L’appuntamento per scoprirlo sarà il 28 febbraio, quando le musiche di Mendelssohn, Dvořák e Beethoven animeranno la Nuvola Lavazza: un connubio tra classicità e segni  contemporanei che vede protagonista della serata la Filarmonica Teatro Regio Torino, riconosciuta a livello internazionale come una delle più importanti orchestra europee, diretta per l’occasione dal maestro Nuno Coelho, con la partecipazione della violinista Veronika Eberle.
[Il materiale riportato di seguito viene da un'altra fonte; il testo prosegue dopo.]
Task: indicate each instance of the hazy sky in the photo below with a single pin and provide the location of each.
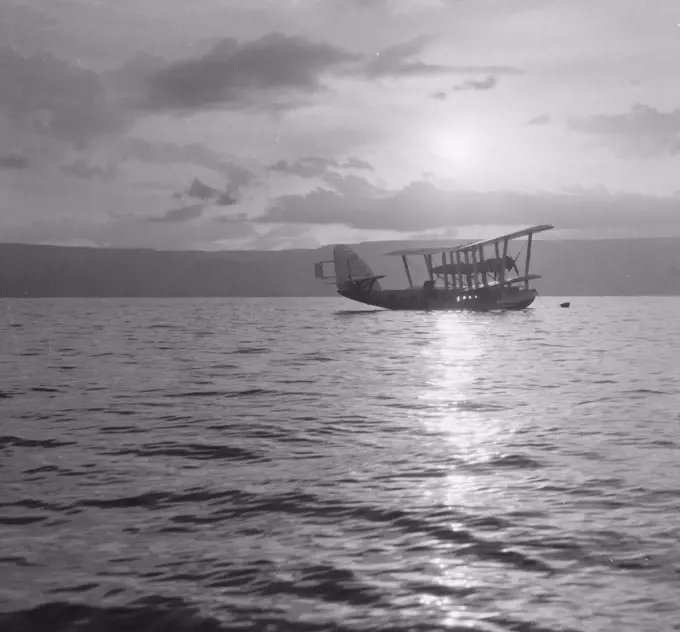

Tra i più promettenti direttori emergenti sul panorama internazionale, vincitore del prestigioso Cadaqués Orchestra International Conducting Competition e attuale assistente di Gustavo Dudamel , Nuno Coelho è per la prima volta sul podio dell’orchestra torinese, affiancato dalla violinista Veronika Eberle, solista di fama mondiale, dal prorompente talento e dalla raffinata sensibilità, acclamata esecutrice, con orchestre del calibro dei Berliner Philharmoniker e in fondamentali registrazioni come il concerto di Schumann e il concerto di Brahms con la Swedish Radio Symphony diretta da Daniel Harding. Il suo Stradivari “Dragonetti” del 1700 prenderà vita nello spazio della Centrale di Nuvola, un edificio di fine ‘800 nato per la produzione e trasformazione dell’energia elettrica, esempio di quella architettura industriale Liberty di cui Torino era all’epoca capitale.

 

PROGRAMMA

 

Felix Mendelssohn-Bartholdy (1809 – 1847)

Le Ebridi (La grotta di Fingal), Ouverture da concerto in si minore per orchestra, op. 26 (MWV P7)

 

Antonín Dvořák (1841 – 1904)

Concerto per violino e orchestra in la minore, op. 53 (B108)

 

Ludwig van Beethoven (1770 – 1827)

Sinfonia n° 7 in la maggiore, op. 92

 

Composta nel 1829 con l’intento di trasporre in musica le impressioni ricavate dal suo recente viaggio in Scozia, l’Ouverture Le Ebridi, conosciuta anche con il nome di La grotta di Fingal, è considerata una delle migliori composizioni scritte da Mendelssohn in questo genere: Wagner la considerava la miglior ouverture di tutta la musica romantica. Articolata nella forma tipica del primo tempo di sinfonia, l’Ouverture si distingue per due aspetti: da un lato l’impressione di crescita organica che caratterizza l’Esposizione, fatta di una continua apertura ed espansione più che di un contrasto tra due temi differenti; dall’altro l’estrema coerenza del materiale tematico, fatto in sostanza di poche ed elementari cellule melodico-ritmiche, elaborate continuamente per generare i diversi temi della composizione, il risultato è l’impressione di coerenza, di «spontaneità» che se ne ricava all’ascolto.

 

Come aveva fatto con Brahms, per il Concerto op. 77, il celebre violinista ungherese Joseph Joachim chiese a Dvořák di scrivere un concerto per violino e orchestra. Dvořák accettò ma la stesura (e anche le successive versioni) non convinse Joachim. A presentarlo fu Frantisek Ondricek, a Praga, il 14 ottobre 1883.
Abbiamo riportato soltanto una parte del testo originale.